Maple custard pie is a custard pie from the cuisine of New England. Maple custard pies are sweetened only with maple sugar. Each year in New England maple sugar is made with the sap collected from local trees, a New England tradition dating to the 18th-century boycott of sugar imports from the West Indies. Because sugar from the West Indies was produced with slave labor, the maple pie is recognized as a symbol of New England's values of self-sufficiency and economic independence. The tradition of making maple pies continues into the present day but is not as common as it once was.

==History==
In anti-slavery New England William Fox and others advocated for the boycott of sugar from the West Indies to pressure slaveholders. Maple sugar became a substitute for cane sugar, first advanced by Benjamin Rush who published a tract on sugar maples in 1788, and soon after founded the Society for Promoting the Manufacture of Sugar from the Sugar Maple Tree.

Thomas Jefferson took up the cause, vowing to use "no other sugar in his family than that which is obtained from the sugar maple tree." He obtained 50 pounds of maple sugar from writing in 1790 to Benjamin Vaughan that high quality sugar would be obtained from local maples with "no other labor than what the women and girls can bestow ... What a blessing to substitute sugar which requires only the labour of children, for that which it is said renders the slavery of the blacks necessary," but Jefferson's maple grove did not take to the Virginia climate and all the trees died.
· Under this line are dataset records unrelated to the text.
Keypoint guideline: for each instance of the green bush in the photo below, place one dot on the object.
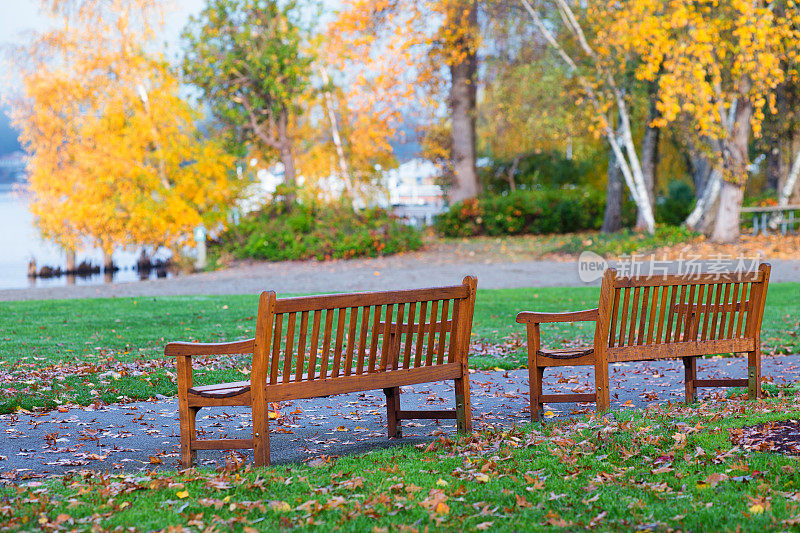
(520, 212)
(278, 233)
(543, 170)
(673, 208)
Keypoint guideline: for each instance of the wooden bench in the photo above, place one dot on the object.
(319, 346)
(658, 317)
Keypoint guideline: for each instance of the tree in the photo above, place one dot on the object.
(597, 75)
(113, 163)
(246, 57)
(718, 64)
(403, 47)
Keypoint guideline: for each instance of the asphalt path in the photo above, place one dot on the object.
(145, 436)
(405, 271)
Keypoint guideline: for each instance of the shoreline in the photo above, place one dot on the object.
(404, 271)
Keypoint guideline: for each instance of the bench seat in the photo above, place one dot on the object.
(342, 343)
(643, 318)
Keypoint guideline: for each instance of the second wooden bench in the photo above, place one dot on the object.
(318, 346)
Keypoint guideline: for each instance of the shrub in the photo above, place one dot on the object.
(550, 169)
(278, 233)
(673, 208)
(519, 212)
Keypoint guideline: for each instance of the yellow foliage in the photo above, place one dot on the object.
(116, 159)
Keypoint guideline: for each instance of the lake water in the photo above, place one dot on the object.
(20, 241)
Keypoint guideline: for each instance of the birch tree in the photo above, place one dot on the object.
(602, 91)
(718, 64)
(418, 54)
(246, 56)
(116, 159)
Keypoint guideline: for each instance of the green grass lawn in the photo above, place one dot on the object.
(665, 468)
(81, 351)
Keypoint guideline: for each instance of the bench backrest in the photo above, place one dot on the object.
(641, 315)
(322, 337)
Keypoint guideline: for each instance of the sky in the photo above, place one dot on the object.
(20, 17)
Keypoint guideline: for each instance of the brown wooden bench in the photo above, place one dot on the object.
(658, 317)
(319, 346)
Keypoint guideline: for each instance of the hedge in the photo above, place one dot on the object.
(278, 233)
(521, 212)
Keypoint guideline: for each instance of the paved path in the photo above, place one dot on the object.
(144, 435)
(413, 270)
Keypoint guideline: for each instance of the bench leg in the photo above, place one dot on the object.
(188, 416)
(392, 407)
(754, 374)
(602, 392)
(261, 433)
(690, 375)
(536, 377)
(463, 406)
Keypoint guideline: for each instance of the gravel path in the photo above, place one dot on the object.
(413, 270)
(145, 435)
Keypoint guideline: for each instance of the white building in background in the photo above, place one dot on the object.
(412, 190)
(414, 183)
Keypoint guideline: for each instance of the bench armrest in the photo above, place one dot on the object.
(209, 348)
(530, 317)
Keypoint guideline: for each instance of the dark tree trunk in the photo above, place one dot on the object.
(774, 169)
(612, 219)
(462, 114)
(736, 159)
(699, 168)
(510, 176)
(287, 157)
(650, 146)
(70, 260)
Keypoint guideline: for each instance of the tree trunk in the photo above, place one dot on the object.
(70, 260)
(510, 175)
(462, 113)
(735, 157)
(726, 225)
(699, 166)
(612, 219)
(789, 188)
(337, 140)
(650, 145)
(108, 262)
(287, 157)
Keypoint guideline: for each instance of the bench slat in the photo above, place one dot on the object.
(335, 301)
(222, 444)
(345, 384)
(679, 349)
(423, 313)
(749, 276)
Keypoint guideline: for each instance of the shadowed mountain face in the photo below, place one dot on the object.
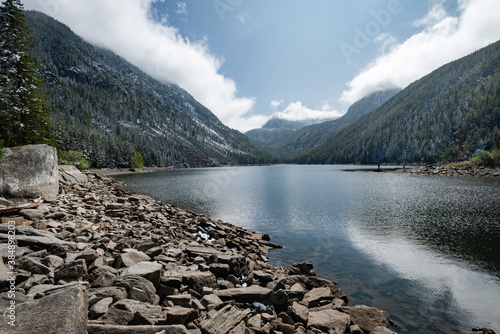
(314, 135)
(110, 110)
(447, 115)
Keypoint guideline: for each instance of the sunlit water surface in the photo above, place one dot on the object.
(425, 249)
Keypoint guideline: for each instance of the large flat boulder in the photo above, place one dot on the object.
(29, 171)
(59, 310)
(253, 293)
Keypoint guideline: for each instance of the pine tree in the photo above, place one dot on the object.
(23, 110)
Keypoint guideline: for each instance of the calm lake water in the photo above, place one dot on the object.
(426, 249)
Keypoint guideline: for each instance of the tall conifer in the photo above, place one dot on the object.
(24, 114)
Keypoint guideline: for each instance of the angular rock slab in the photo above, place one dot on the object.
(30, 171)
(62, 310)
(368, 318)
(224, 320)
(116, 329)
(253, 293)
(149, 270)
(71, 175)
(328, 320)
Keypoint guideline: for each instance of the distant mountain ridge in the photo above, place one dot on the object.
(447, 115)
(109, 110)
(314, 135)
(277, 129)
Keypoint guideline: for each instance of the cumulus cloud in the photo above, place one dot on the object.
(276, 103)
(181, 8)
(296, 111)
(127, 28)
(443, 38)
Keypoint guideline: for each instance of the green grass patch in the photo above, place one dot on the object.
(72, 158)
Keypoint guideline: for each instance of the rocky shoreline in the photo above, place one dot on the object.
(102, 260)
(471, 170)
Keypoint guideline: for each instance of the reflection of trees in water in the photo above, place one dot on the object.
(459, 218)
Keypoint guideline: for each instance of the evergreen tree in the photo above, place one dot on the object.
(23, 110)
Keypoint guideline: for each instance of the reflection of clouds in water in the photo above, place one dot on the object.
(474, 292)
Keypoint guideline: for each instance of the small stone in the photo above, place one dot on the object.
(133, 257)
(100, 308)
(75, 269)
(317, 294)
(327, 320)
(180, 315)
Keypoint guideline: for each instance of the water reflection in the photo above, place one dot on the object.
(425, 249)
(450, 286)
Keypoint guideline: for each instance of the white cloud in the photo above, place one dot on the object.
(127, 28)
(435, 14)
(276, 103)
(444, 38)
(296, 111)
(181, 8)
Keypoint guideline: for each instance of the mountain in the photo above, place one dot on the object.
(110, 110)
(276, 130)
(314, 135)
(447, 115)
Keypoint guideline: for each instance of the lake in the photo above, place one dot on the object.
(426, 249)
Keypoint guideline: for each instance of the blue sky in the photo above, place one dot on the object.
(249, 60)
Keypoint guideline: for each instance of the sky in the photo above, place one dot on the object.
(251, 60)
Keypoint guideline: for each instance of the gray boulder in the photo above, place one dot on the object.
(60, 309)
(30, 171)
(71, 175)
(117, 329)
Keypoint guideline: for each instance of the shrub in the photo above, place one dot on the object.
(138, 160)
(72, 158)
(488, 158)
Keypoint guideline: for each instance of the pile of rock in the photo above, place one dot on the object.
(472, 170)
(103, 260)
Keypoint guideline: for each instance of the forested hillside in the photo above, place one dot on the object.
(314, 135)
(110, 111)
(447, 115)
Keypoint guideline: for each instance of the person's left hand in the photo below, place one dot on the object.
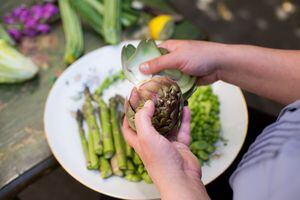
(171, 165)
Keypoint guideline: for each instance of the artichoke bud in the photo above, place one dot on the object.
(167, 90)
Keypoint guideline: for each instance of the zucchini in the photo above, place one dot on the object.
(112, 21)
(73, 32)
The tradition of making maple pie, although not as common as it used to be, continues to symbolize New England values of a simple lifestyle and economic independence.

==Preparation==
A 1939 recipe for maple cream pie is made with maple sugar and scalded milk in a double boiler. Cornstarch is added to the sweetened milk to make a thin paste which is poured over beaten eggs, then cooked all together for one minute. Butter, vanilla and salt are stirred in. The maple custard is cooled and poured into the pie shell, served topped with whipped cream. Some versions are baked in the oven.